Hopefully, you have been processing and picking the excess throughout the summer as it is important to put food away while it is at the peak of quality. Carefully pick to ensure that the harvest is free of nicks, bruises and other damage, so that you are putting away the best quality of food. If there is damage to the fruit and vegetables you are picking, then those should be consumed at the dinner table as soon as possible rather than stored for winter.
Much of what we harvest, we do not have to process so it is important to understand the proper storage conditions for what you are harvesting. The temperature and the relative humidity (RH) are the main considerations when considering storage of non-processed fruit and vegetables. There are three basic types of storage: cold and dry (0 to 5 C and 65 per cent RH), cool and moist (0 to 10 C with 95 per cent RH), and warm and dry (10 C and 60 per cent RH).
Please note these are optimal conditions for storage and any temperatures or humidity that are different than these optimal conditions will shorten shelf life. Basements are generally cool and dry during colder months and home refrigerators can be considered cold and dry. Putting vegetables in perforated plastic bags will give a good short-term storage option for those that require cold and moist conditions. If you are lucky enough to have a root cellar, then you can likely easily store potatoes for the entire winter and beyond.

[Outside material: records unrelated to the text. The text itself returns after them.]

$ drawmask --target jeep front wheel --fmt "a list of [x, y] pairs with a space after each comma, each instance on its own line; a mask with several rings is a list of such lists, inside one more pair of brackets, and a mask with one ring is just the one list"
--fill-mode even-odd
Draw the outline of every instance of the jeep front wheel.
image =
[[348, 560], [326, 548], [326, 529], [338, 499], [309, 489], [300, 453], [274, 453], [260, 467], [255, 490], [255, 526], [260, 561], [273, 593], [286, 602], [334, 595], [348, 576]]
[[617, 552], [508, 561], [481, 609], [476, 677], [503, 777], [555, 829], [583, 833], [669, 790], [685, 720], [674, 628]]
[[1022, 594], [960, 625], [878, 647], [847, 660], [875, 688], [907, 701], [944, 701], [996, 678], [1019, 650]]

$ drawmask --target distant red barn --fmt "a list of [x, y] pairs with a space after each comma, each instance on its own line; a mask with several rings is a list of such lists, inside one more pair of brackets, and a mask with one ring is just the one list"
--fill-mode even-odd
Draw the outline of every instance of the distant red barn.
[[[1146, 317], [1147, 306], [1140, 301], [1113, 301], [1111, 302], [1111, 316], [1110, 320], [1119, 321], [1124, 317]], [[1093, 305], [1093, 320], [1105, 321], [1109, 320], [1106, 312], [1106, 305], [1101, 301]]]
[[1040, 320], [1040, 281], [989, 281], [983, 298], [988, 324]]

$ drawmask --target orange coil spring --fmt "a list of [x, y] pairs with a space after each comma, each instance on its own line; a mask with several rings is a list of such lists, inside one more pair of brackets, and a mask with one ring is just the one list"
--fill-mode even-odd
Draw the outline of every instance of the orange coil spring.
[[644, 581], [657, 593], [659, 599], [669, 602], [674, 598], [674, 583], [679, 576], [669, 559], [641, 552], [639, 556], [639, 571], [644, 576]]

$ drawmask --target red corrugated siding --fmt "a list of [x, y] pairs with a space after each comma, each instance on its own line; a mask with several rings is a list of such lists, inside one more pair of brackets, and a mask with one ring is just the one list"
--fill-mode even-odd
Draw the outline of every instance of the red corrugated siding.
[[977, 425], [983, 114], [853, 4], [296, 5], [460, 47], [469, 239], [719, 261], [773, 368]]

Do note that any type of storage needs to provide ventilation as the vegetables are still respiring and thus are producing moisture.
I remember a phrase from my first horticulture post-secondary education. One of my instructors consistently said: “Garbage in means garbage out.” This is so true for anything you are storing. Ensure you clean the storage facility prior to storing any products and ensure there are no potential rodent infestations.
On the prairies, we can produce as good an apple as the Okanagan or the Annapolis Valley. If you have space, then ensure you always have apple trees in your garden. There are many dwarf cultivars that can be grown if space is limited. Ensure you choose cultivars in regard to the purpose of your processing or storage. Early apples generally need some type of processing, while later season apples will have a better storability without processing. To store your apples the dark at a temperature just above freezing. A covering of perforated poly will help to prevent shrivelling. As apples exude ethylene gas ensure you do not store them with leafy green or cole crops as those crops are damaged by exposure to ethylene.
Carrots, cabbage, beets, parsnips, new potatoes, peppers, cantaloupe, watermelon, beans and rutabagas like cool/cold, moist conditions with good ventilation. Ensure these crops go into storage when they have dried thoroughly. Beets, parsnips, carrots, cabbage, beans, peppers and rutabagas will lose moisture readily so cover them with perforated poly. They do well at the bottom end of the range at 0 to 5 C. Potatoes will keep the best quality if they are stored at about 4 C when mature. Tomatoes like to be stored a bit warmer at about 10 to 15C. All of these vegetables should be stored in the dark.
Peppers, pumpkins, squash and sweet potatoes should be stored in warm, dry conditions.
Garlic and onions prefer cold and dry storage conditions. If you happen to be harvesting seed for next year, most seed will store best if it has matured appropriately, cleaned and then stored in cold, dry conditions.